Helene enlarges a little on the plot for me. “In this story, set in a coastal hamlet, I dropped into northern New South Wales somewhere near Yamba and Angourie, you’ll meet a surfing, flying, photographing heroine and a wounded hero to die for.” She sighs, “I think I still have a crush on Nick. I love the idea that someone could cross the invisible line between right and wrong in pursuit of justice. It was fun writing it.”
I ask Helene to tell me about her best moment as a writer so far. She smiles broadly and says,”The best moment for me so far has been winning my second Romantic Book of the Year award in 2012 for Shattered Sky, which is the second book in my Border Watch Trilogy. It’s a story very close to my heart and was wonderful just to be short listed let alone win the award. Then in complete contrast to that my worst moment was so disheartening. Shattered Sky didn’t sell particularly well. There were some compelling reasons for this such as the Red Book Group, including Angus and Robertson and Borders, went into liquidation the week Shattered Sky was released. Brisbane had its worst flooding for decades and Cyclone Yasi pummeled the North Queensland coast at the same time. All of that led to my publisher Hachette declining my third book in the series.” Obviously the hurdle was overcome but Helene goes on to expand on the business side of being a publisher. “The book was already written and my editor loved it, but sales and marketing couldn’t make a business case for it. It was a a hard lesson I needed to learn. Publishing is a business and there’s no room for sentimentality at the sharp end. Thankfully Penguin Australia loved it and was prepared to take me on. Burning Lies released in July 2012 with a reprint released late April 2013.”
We decide to pay up and go.
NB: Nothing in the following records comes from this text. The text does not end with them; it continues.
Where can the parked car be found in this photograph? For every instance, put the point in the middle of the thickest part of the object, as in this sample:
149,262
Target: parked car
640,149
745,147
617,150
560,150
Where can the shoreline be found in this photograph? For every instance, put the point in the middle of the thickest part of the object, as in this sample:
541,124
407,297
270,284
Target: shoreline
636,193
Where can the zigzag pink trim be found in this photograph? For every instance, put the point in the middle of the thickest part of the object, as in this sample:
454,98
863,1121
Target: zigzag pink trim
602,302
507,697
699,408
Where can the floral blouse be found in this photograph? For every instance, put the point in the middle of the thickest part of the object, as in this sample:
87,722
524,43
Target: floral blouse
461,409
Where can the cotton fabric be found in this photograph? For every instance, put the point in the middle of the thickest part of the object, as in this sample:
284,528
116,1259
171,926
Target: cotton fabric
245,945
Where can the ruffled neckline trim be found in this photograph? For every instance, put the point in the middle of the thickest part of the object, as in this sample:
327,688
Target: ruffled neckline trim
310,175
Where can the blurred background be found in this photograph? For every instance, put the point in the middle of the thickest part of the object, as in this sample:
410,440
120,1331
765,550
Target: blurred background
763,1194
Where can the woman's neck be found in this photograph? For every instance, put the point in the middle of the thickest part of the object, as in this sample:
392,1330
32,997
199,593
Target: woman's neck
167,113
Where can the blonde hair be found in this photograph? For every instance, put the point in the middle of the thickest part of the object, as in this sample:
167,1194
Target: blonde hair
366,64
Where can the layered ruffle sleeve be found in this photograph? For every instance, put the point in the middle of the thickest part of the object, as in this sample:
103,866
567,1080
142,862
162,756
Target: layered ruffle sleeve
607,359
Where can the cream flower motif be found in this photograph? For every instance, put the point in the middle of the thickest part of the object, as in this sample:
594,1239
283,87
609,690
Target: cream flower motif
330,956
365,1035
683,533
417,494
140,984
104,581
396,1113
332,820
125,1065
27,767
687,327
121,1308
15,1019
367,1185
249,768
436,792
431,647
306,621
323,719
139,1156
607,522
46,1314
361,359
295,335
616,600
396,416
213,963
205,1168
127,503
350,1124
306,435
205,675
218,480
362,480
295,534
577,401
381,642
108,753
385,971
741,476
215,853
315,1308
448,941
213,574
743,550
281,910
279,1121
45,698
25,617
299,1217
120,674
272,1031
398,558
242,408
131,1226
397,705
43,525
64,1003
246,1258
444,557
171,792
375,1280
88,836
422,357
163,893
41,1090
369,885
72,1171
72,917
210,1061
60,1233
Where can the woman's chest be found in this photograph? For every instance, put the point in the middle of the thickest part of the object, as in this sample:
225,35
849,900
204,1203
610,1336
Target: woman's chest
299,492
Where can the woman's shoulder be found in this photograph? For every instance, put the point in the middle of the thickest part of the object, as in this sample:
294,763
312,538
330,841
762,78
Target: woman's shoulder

There is still some blue sky outside – this is the Lake District – so we have to take advantage of it.
As we wander through the village Helene says she’s happy to talk about her experience with publishers to other writers, “Because we need to remember that, just like any other job, it’s okay to change employers along the way. After I’d changed publishers I was amazed at how many other writers had been through similar experiences.”
We wend our way back to the churchyard, it’s such a tranquil spot. I ask Helene what advice she would give to an aspiring writer. She had this to say, “Write what you love to read. Remember that rules are for fools and the guidance of wise men. I always cringe when I hear another writer saying, ‘No you must do it this way.’ And my pet hate is, ‘You can’t write until you’ve plotted your story.’ I haven’t plotted any of my four books and have no plan to start.” I’m so relieved to hear Helene say this – I’m a none-plotter. She continues, “It doesn’t work for me but that doesn’t mean it won’t work for you. Listen to your voice and remember the book will only be written when you put your bottom on a seat and your fingers on the keyboard.” Telling it like it is.
Time to begin the journey home but before we go I have one last question for Helene and it’s the most important. “Why do you write?”
“I started out writing because I wanted to tell stories that entertained, that transported, that possibly even made people think differently about a subject. Having opened that tap I don’t believe it is possible to turn it off now and I love the satisfaction of bringing people and places alive for my readers.”
I’ve enjoyed this interview immensely I love the Lake District – it has a special place in my heart and I know Helene has that same connection.